Подушечкой большого пальца он прошелся по моим зубам, потерся о кончик языка, скользнул вперед и назад, вперед и назад, вызывая бесстыжие и такие возбуждающие ассоциации с действом, о котором мне всегда даже помыслить было стыдно.

Мое молчание было громче самого оглушительного крика, но я не могла остановить его, не могла заставить себя попытаться вырваться или хотя бы сжать зубы, чтобы укусить. Все, о чем сейчас просило мое ослабевшее, как будто превратившееся в воздушное суфле тело, чтобы его палец двигался и извивался внизу, там, где набрякли, сочась мокрым желанием, складочки меж моих стиснутых, напряженных ног.

– Ещё раз, – его дыхание в моем рту, но губы не на моих губах. – Что тебе нужно в этом сейфе?

Резко развернув меня и вжав в себя спиной, он сдавливает мою шею удушающим. Как будто сквозь какую-то пелену я вижу в свете настольной лампы свое неясное отражение в окне, а мужской силуэт позади меня тонет во мраке ночного города за стеклом.

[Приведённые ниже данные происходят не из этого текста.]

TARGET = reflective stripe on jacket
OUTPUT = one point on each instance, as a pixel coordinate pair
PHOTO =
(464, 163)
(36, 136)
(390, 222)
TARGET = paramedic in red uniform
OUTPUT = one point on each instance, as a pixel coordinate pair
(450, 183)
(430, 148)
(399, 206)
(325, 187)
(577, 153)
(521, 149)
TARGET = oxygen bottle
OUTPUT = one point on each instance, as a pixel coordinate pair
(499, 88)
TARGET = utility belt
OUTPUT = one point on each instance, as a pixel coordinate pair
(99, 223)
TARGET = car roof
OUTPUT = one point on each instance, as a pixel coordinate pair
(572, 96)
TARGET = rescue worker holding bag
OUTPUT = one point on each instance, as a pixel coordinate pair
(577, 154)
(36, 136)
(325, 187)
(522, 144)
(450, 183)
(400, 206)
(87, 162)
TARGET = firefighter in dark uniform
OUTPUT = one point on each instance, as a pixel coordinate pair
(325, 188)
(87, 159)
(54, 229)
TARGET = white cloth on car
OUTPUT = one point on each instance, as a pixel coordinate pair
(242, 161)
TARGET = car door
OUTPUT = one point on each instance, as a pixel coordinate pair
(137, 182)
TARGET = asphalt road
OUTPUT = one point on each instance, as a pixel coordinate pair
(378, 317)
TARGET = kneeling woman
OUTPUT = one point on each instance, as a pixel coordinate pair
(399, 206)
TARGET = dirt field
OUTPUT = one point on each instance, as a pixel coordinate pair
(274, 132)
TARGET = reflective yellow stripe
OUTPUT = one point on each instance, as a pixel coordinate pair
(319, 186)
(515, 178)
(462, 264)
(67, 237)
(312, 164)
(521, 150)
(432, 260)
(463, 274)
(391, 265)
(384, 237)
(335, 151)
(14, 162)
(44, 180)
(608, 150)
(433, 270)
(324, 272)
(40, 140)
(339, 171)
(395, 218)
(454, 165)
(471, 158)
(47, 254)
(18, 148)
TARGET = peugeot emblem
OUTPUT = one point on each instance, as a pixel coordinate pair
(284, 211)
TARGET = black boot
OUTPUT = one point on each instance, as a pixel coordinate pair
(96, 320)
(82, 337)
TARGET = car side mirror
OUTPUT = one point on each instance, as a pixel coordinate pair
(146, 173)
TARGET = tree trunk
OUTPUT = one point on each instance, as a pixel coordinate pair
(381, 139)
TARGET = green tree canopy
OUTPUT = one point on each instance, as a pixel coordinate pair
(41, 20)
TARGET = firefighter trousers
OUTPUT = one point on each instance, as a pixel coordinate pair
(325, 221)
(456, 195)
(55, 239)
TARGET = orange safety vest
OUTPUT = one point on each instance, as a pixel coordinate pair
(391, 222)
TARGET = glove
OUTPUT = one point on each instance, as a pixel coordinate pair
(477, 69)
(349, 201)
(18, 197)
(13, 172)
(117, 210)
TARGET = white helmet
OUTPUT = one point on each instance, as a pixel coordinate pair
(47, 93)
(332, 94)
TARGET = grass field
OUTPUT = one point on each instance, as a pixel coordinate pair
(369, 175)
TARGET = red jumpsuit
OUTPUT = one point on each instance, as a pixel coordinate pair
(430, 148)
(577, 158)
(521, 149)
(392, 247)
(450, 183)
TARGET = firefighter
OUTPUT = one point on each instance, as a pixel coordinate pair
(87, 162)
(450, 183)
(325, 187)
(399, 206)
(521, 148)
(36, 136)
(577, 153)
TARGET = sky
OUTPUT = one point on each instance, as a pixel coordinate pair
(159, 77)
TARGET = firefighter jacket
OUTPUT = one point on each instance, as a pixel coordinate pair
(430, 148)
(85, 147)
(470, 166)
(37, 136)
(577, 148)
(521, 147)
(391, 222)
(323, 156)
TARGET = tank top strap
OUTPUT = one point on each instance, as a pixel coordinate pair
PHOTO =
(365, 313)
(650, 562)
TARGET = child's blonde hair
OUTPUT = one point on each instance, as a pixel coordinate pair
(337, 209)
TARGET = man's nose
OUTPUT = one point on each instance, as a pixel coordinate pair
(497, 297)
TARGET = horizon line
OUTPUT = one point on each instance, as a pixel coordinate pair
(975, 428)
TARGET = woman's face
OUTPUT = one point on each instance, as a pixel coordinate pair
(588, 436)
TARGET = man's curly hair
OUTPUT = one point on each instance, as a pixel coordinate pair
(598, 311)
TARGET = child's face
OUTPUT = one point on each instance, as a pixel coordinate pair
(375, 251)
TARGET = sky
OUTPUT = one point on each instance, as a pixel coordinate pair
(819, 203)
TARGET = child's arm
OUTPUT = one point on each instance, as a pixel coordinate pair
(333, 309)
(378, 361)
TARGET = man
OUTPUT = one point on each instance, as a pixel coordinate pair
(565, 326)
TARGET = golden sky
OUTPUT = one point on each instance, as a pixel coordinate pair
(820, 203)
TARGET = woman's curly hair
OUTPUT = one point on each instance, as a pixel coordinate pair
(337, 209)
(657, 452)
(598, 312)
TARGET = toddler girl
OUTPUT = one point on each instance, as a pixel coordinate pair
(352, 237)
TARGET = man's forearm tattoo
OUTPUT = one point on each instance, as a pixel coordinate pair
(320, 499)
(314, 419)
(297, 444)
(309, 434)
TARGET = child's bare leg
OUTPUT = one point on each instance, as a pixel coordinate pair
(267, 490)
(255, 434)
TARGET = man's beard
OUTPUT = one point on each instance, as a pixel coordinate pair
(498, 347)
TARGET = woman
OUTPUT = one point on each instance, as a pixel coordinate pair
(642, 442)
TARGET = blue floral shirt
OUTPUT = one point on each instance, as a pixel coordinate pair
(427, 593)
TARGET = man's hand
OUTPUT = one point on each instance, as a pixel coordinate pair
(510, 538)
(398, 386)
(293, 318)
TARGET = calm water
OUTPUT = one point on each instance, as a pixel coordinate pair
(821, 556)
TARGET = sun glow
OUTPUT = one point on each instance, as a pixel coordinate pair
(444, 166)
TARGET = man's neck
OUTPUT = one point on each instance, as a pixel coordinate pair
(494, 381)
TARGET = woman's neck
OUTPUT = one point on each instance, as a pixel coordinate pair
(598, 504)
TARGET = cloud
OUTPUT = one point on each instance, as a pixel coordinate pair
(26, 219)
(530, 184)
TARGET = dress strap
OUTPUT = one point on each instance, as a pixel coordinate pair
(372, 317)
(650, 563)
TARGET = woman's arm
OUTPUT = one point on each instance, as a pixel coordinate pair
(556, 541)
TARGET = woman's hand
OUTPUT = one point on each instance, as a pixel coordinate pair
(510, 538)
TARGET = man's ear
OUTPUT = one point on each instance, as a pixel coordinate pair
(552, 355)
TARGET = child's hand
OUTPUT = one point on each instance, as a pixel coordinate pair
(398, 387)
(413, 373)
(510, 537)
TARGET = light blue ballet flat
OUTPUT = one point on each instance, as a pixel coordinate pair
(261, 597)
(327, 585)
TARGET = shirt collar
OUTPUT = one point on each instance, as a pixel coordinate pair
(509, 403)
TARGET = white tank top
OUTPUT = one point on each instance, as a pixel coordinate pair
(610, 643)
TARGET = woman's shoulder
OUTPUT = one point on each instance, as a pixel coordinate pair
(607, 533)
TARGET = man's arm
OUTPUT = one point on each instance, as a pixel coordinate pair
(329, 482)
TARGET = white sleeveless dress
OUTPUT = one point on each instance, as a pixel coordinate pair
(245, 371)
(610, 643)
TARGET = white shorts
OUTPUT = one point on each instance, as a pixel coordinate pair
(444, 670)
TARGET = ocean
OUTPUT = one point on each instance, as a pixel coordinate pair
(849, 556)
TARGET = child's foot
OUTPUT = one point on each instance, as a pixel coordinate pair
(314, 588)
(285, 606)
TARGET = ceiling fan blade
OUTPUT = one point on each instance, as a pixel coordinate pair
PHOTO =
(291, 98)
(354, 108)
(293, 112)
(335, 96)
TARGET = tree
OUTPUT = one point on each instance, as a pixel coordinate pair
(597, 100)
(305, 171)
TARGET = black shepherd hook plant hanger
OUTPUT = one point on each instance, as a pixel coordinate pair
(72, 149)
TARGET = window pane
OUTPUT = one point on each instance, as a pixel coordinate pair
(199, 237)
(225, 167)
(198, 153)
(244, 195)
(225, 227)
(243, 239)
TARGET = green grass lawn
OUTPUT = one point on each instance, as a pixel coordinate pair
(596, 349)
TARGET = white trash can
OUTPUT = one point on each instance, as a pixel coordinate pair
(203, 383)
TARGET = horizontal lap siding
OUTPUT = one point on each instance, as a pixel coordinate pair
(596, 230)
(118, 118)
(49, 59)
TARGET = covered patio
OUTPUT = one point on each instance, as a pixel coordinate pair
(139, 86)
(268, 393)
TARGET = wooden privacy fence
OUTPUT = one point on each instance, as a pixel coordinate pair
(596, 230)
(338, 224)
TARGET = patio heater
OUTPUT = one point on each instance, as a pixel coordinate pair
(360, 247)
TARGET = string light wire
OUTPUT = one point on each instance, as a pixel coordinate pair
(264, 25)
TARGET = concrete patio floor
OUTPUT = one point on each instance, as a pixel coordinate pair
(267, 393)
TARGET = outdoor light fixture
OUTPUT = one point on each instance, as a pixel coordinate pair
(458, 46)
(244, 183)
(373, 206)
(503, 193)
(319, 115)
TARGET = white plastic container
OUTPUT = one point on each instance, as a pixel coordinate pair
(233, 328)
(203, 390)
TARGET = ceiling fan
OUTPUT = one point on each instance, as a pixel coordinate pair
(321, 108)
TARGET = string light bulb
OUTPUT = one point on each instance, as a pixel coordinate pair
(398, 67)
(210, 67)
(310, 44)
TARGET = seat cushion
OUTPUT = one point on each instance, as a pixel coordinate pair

Затравленное лицо и испуганные глаза девочки, которую я вижу, придает сил – пытаюсь трепыхаться, но Кастор Трой еще сильнее стискивает меня. Другая его рука ложится на мое бедро и ползет вверх по юбке, собирая толстую шерстяную ткань, а я… Там, под этой тканью, в моих хлопчатобумажных трусиках слишком влажно и непозволительно горячо.

– Преступление против государственной власти, интересов государственной службы и службы в органах местного самоуправления карается сроком от одного года до десяти лет, в зависимости от состава преступления. И ты у меня пойдешь по вышке, душа моя, – ласковый и жестокий голос в самом моем ухе – лишает рассудка и какой бы то ни было надежды. – Позор для милой маленькой серой мышки, как ты. Такая тихая и правильная, исполнительная и аккуратная, такая невзрачная и откровенно несексуальная… Почему ты пошла на преступление?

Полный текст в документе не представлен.